Ankara’nın güzel sokakları

Bir şehrin sokakları

En iyi anlatır o şehri

Ankara’nın sokakları da herkes için farklı şeyler ifade ediyor

Bazıları için çocukluk hatıralarından çıkıp gelen anlar

Bazıları için değişimin göstergesi

Ama hep geçmişe bir özlem.

23ekim2011

Bu şiirimden yola çıkarak 23 Ekim tarihinde “Ankara’da en sevdiğiniz sokak ve/veya caddeler hangileri? (ve neden?)” diye sordum!

İşte cevaplar:

 

Çoğu “di”li geçmiş zamanda anlattı ve Ankara özlemlerini paylaştı.

* Tunalı civarlarını sever-DİM. Çok eskiden Konur Sokak’da başka türlü güzeldi, manzara olarak değil tabii de, kitapçısı, sokak satıcısı, bir sürü karısık tip, öyle oturmaya gidilirdi 17 sene önce falan. Tunalı’nın paralel ve kesen sokakları sessiz, ağaçlar güzel uzanır. Bir de Ankara’da bazı sokaklar çok uzundur, o sokakların belli kısımları güzeldir. Yürümek-düşünmek-hüzünlenmek için…

* Benim için Kestane sokak şimdi sanırım Kestane Caddesi oldu. Çocukluğumun geçtiği yer ama eski sokak halini daha çok özlüyorum. Biraz Ağır Roman havası vardır ama hala çok severim. Eski Kukla Kebap’ın olduğu yer. Hamamönü’nün eski hali Lise yürüyüş yolumdu şimdi tamamen değişti sosyetik bir yer oldu. Yokuştur ama nedense Cinnah’da yürümeyi de severim.

* Esat semtinde bütün B harfi ile başlayan sokaklar. Hepsinde mahalle maçları yapardım :)))

* Sevdiğim sokaklar giderek azalıyor derim! Önce Bakanlıklarda, Atatürk Bulvarı’nın Cumhuriyet çınarlarının gitmesiyle başladı. Güzelim ağaçlar kesildi, yürüdüğüm kaldırımlar daraldı, bir de sessizlik azaldı. Yine de halen daha kalan yerler var tabi ki; Kumrular, Tunus, Farabi…

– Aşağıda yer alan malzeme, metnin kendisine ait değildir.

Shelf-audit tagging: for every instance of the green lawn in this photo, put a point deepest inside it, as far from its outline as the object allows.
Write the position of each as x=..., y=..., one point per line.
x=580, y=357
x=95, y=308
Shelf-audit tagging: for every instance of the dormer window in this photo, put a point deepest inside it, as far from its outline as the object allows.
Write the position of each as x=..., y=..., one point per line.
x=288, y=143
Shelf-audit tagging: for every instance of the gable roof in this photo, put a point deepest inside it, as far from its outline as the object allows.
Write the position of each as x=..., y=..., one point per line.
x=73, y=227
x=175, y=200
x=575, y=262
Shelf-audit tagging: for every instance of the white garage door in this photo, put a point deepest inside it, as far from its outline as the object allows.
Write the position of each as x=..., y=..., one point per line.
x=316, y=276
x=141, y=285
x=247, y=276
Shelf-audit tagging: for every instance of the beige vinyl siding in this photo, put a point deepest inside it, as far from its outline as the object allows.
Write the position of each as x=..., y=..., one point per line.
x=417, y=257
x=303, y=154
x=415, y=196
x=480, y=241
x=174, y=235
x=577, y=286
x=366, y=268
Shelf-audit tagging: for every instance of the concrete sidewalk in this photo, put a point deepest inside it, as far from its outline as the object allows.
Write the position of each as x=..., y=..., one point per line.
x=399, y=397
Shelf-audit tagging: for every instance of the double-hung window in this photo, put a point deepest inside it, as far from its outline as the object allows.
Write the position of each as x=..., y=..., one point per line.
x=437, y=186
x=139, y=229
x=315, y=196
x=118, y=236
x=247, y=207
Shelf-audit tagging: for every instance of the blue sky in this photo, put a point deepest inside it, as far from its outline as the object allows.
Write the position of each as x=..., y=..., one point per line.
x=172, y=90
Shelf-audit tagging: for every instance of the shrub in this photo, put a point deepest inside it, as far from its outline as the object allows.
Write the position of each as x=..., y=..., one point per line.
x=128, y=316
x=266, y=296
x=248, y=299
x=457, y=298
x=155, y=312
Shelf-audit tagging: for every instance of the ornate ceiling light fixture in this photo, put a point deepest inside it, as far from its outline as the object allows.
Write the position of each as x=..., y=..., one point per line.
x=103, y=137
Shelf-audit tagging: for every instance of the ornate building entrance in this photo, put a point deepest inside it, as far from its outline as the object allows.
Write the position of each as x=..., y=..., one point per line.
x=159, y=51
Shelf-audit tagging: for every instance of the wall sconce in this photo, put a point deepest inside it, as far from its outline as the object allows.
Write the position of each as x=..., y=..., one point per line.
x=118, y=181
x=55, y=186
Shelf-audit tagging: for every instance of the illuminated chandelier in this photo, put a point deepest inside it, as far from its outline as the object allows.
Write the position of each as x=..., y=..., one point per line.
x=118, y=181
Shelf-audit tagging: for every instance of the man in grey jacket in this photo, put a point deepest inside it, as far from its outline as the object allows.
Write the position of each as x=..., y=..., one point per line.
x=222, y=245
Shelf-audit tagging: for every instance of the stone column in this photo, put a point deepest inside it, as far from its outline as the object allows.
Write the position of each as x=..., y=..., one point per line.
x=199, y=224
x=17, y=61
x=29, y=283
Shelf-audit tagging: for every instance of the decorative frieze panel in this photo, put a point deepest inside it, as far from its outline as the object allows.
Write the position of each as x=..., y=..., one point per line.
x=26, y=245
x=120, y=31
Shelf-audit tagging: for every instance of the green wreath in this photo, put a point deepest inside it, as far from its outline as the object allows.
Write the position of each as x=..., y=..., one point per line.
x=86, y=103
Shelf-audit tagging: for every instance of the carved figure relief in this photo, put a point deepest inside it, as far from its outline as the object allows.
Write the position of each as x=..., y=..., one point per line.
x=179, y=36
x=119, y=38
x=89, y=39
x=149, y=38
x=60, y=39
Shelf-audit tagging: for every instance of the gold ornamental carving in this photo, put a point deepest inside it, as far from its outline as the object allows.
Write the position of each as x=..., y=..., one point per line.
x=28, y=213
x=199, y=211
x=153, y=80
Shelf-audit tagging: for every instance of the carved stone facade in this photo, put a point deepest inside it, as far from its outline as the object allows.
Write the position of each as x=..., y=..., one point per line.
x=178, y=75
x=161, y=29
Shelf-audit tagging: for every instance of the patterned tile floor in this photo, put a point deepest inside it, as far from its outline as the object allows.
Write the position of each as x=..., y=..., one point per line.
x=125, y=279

* Büklüm Sokak (özellikle ay şeklindeki SSK lojmanı civarları) çünkü çocuklar için arka bahçeleri, hayvan mezarlığı, efsunlu kömürlükleri ile süper ortam sağlardı… Güneş Sokak ve Yazanlar Sokak arası yine arka bahçeler ve bu bahçeler arasında normal yolların dışında gizli patikalar yaratıp bir yerden bir yere ulaşmayı sağladığı için…. Çocukluktan çıkınca da eski Konur Sokak’tan Tunus Caddesi – Kennedi Caddesi köşesinde bir soluk aldıktan sonra Bestekar’da demlenecek yere geçmek…. Reklam olmasın diye mekan yeri vermedim ama bazı eski Ankaralılar bilir neden bu güzergah… Bugün, baharda yoldan dönüşte sabahın erken saatlerinde Kızılay’dan Bakanlıklara geçerek Atatürk Bulvarı… O zaman yeşil halini görmek daha bir mümkün olduğundan… Ayrancı’nın ve Çankaya’nın eski ağaçlı sokakları hala guzel bence…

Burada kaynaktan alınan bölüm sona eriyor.